Нифагина встала из-за стола. Маленькая, плотная, круглолицая, заместитель директора по лечебной работе была воплощением добродушия, снисходительности и терпеливости. Если бы Татьяна Терентьевна могла, она с радостью примирила бы лед и пламень, только чтобы все было тихо, чинно, пристойно, без ругани и размахивания кулаками. Доброта ее не знала границ. С одинаковым участием выслушивала она и ординатора, который никак не мог установить диагноз и приходил к ней за советом, и молоденькую медсестру, обманутую каким-нибудь прохвостом, и жалобу больного на грубость санитарки. Отчитывать, наказывать провинившихся было для нее сущей мукой. «Ну, что же вы, миленькая, — нараспев говорила она той же санитарке, — ну, как вы не понимаете… Ему ведь и так тяжело, больному, а тут еще вы… Вы же умница, вы же чуткий, душевный человек, подите и извинитесь перед ним, ему будет приятно». Вот и сейчас щеки у Татьяны Терентьевны пошли красными пятнами, и она уже загодя жалела и Сухорукова — такой молодой, такой талантливый, и такая страшная ошибка, что ж ему, бедному, теперь будет… — и Вячеслава Адамовича: шуточное ли дело — бросить в лицо товарищу обвинение в убийстве, тоже ведь переживает, вон аж побелел весь; и доктора Ярошевича: конечно, врач он слабенький и человек неприятный, но ведь и затюкали его в последнее время Сухоруков и Вересов; и себя она жалела: ну, почему обязательно при ней должен был случиться этот скандал, нет, чтоб при директоре, поди знай, что теперь делать; и институт: вот уж пойдут трепать нервы всякими комиссиями да проверками, и вообще разговоров не оберешься…
— Товарищи, у кого есть вопросы? — спросила Татьяна Терентьевна.
— У меня, — поднялся Заикин. — Андрей Андреевич, сколько золота ввели больному?
— Не помню. — Сухоруков провел ладонью по глазам, словно разгоняя пелену перед ними. — Кажется, сто пятьдесят милликюри, нужно проверить по требованию.

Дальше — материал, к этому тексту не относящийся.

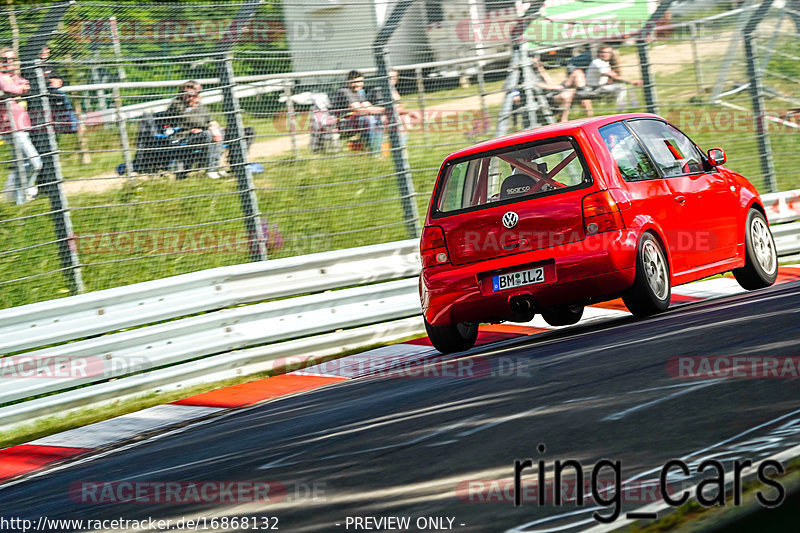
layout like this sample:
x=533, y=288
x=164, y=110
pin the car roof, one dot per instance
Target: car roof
x=552, y=130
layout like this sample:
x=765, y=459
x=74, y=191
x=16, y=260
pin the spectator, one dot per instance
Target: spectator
x=602, y=80
x=405, y=116
x=195, y=128
x=16, y=127
x=357, y=114
x=564, y=93
x=64, y=117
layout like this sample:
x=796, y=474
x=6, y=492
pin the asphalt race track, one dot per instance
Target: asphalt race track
x=408, y=446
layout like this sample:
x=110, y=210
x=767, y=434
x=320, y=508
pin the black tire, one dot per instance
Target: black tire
x=760, y=255
x=453, y=338
x=651, y=290
x=562, y=315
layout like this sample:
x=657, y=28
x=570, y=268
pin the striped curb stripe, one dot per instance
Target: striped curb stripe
x=47, y=451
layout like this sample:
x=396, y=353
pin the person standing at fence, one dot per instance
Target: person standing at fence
x=357, y=114
x=602, y=80
x=196, y=129
x=64, y=118
x=15, y=126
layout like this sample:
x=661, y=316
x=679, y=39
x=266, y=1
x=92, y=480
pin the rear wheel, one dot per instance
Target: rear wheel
x=651, y=290
x=760, y=256
x=453, y=338
x=562, y=315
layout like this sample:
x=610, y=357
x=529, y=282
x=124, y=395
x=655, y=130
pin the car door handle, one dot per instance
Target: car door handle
x=521, y=243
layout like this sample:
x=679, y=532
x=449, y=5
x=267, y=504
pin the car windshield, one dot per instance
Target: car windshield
x=512, y=174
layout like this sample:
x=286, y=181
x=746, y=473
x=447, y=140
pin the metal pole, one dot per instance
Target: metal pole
x=52, y=181
x=290, y=118
x=482, y=94
x=648, y=82
x=757, y=98
x=405, y=184
x=237, y=150
x=237, y=146
x=421, y=101
x=695, y=54
x=727, y=60
x=527, y=85
x=123, y=127
x=402, y=168
x=509, y=86
x=51, y=177
x=19, y=164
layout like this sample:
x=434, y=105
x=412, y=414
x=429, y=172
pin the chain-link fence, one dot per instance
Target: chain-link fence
x=168, y=138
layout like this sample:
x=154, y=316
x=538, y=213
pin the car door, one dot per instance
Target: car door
x=706, y=232
x=650, y=193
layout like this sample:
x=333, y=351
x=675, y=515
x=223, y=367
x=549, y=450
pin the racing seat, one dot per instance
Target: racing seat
x=516, y=185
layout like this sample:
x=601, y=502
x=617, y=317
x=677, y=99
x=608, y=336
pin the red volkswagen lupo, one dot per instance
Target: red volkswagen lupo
x=551, y=219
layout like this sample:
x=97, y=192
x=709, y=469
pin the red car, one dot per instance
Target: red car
x=552, y=219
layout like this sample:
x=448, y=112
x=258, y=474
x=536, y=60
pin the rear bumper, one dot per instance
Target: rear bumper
x=597, y=267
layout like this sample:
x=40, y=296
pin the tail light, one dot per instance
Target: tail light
x=432, y=247
x=601, y=213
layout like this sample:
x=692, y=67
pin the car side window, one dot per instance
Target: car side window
x=632, y=160
x=672, y=151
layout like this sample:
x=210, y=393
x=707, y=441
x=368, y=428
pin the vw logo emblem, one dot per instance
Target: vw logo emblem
x=510, y=219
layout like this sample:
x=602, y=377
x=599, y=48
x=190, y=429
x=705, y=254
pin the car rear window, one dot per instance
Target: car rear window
x=512, y=174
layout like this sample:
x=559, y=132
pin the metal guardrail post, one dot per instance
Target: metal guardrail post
x=757, y=97
x=405, y=183
x=237, y=150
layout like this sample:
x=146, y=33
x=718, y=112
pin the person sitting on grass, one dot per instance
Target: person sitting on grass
x=196, y=128
x=357, y=114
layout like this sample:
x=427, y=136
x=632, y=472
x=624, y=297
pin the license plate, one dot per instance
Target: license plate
x=517, y=279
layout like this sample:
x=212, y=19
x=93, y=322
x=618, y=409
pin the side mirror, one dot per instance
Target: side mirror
x=716, y=156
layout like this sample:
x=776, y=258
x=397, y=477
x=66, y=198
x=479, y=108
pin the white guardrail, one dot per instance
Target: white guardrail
x=194, y=328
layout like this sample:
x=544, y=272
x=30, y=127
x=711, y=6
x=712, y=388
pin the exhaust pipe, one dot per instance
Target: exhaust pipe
x=522, y=305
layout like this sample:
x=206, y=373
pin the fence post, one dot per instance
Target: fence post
x=484, y=122
x=399, y=155
x=237, y=156
x=509, y=86
x=290, y=119
x=19, y=164
x=696, y=56
x=52, y=181
x=757, y=98
x=121, y=123
x=421, y=101
x=403, y=170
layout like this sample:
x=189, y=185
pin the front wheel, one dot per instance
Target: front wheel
x=651, y=290
x=452, y=338
x=562, y=315
x=760, y=256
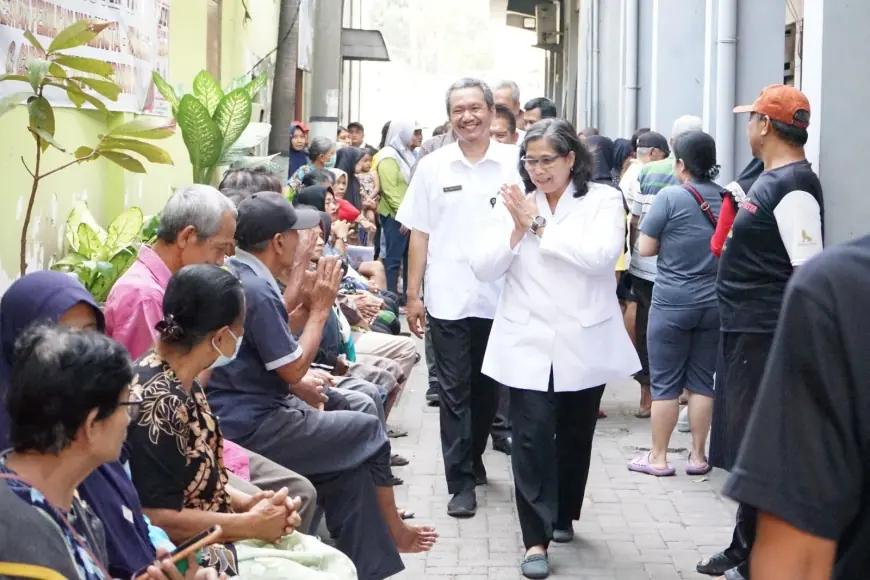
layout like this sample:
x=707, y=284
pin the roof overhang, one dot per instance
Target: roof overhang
x=363, y=45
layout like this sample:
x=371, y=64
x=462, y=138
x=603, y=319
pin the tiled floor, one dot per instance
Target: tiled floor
x=634, y=527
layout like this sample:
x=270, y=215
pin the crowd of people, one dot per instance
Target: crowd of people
x=243, y=370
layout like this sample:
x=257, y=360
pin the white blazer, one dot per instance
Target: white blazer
x=558, y=308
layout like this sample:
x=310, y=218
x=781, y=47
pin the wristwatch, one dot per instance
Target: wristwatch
x=538, y=223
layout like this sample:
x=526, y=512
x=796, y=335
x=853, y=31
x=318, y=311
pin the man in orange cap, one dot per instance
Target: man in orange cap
x=778, y=227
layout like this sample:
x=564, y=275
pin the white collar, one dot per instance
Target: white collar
x=258, y=267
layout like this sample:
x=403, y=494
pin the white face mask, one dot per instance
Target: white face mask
x=222, y=359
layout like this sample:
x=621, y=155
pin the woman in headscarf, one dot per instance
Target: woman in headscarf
x=394, y=165
x=54, y=297
x=298, y=147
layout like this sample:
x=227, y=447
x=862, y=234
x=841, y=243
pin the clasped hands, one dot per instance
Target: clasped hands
x=522, y=208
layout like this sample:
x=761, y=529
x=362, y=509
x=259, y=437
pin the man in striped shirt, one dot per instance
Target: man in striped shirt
x=655, y=176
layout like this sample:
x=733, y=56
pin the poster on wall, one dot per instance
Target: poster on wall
x=136, y=44
x=305, y=19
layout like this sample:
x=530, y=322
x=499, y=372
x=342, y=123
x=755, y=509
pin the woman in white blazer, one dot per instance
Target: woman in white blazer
x=558, y=334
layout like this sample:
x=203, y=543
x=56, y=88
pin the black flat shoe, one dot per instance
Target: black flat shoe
x=463, y=505
x=536, y=566
x=505, y=445
x=717, y=564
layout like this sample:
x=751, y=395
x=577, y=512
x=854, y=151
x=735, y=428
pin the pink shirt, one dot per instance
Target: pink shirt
x=134, y=307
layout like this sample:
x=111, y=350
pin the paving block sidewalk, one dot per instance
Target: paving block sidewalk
x=634, y=527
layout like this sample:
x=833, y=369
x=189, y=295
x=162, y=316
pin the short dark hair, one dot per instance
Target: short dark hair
x=697, y=151
x=317, y=177
x=240, y=184
x=545, y=105
x=636, y=136
x=59, y=376
x=561, y=136
x=795, y=136
x=504, y=113
x=199, y=299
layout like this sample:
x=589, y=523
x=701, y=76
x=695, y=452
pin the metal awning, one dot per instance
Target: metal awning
x=363, y=45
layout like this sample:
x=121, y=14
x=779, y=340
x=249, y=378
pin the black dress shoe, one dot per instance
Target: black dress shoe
x=480, y=475
x=717, y=564
x=463, y=504
x=504, y=444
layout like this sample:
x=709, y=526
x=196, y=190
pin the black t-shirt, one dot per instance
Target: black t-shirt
x=755, y=265
x=806, y=453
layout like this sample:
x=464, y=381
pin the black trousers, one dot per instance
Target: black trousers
x=468, y=397
x=552, y=434
x=643, y=294
x=501, y=425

— Но ведь это смешно: сто пятьдесят милликюри и — лучевая болезнь! — сказал Басов. — От такой дозы люди не погибают. Мы вводили такие дозы десятки раз, и никто из больных не умер.
— Но то было другое золото. — Ярошевич снял шапочку и вытер ею лицо. — Михаил Савельевич, — он отыскал глазами коренастую фигуру заведующего лабораторией жидких изотопов Шутова, — вы нам не подскажете, для чего предназначалась последняя партия радиоактивного золота?
Шутов встал, в него с напряженным ожиданием впились сотни глаз. Лишь несколько человек в зале поняли суть вопроса Ярошевича, но Шутов понял, и лицо у него стало землисто-серым.
— Последняя партия, как и три предыдущих, на сопроводительных документах имела штамп: «Для лабораторных испытаний», — сдавленно ответил он.
По залу словно ветер пронесся: взрыв голосов выплеснулся за закрытые окна.